The move escalates the trade war between the world's two largest economies. Another source who is familiar with the situation confirmed the Bloomberg report to Reuters.
President Trump escalated his trade war with China Tuesday, identifying an additional $200 billion in Chinese products that he intends to hit with import tariffs.
President Donald Trump has threatened to tax as much as $550 billion in Chinese products - an amount that exceeds America's total imports from China a year ago.
China's retaliation to those measures was "without any worldwide legal basis or justification", Lighthizer said Tuesday.
Trump's implementation of tariffs against China as well as allies such as the European Union, Canada and Mexico have been met with denunciations both overseas and at home from trade-friendly lawmakers.
Tuesday's announcement included a 205-page public notice and list of the individual products that could be hit by the new 10-percent tariffs.
The White House has complained that China has used predatory practices in a relentless push to grant Chinese companies an unfair advantage in the industries of the future, including robotics, electric cars and biopharmaceuticals.

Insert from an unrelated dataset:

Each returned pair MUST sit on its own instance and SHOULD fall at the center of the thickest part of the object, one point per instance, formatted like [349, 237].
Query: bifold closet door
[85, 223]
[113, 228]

Up until now, only a few companies, including Harley-Davidson Inc. and Brown-Forman Corp., have publicly said the tariffs will affect their businesses, as most U.S. retailers and consumer brands were spared in the first round of tariffs on Chinese imports. China has vowed to retaliate dollar-for-dollar to any further US tariffs.
Chinese officials are expected to retaliate in other ways, hitting USA firms in China with unplanned inspections, delays in approving financial transactions and other administrative headaches. Since then, the president has said his administration could impose duties on virtually all Chinese imports into the US. High-level talks between the two countries starting in May failed to deliver a breakthrough to head off a trade war. But Mr Trump hasn't backed down, arguing that China's unfair trading practices are hurting American workers.
The U.S. Chamber of Commerce, which has supported Trump's tax cuts and efforts to reduce regulation of businesses, also criticized the administration's move.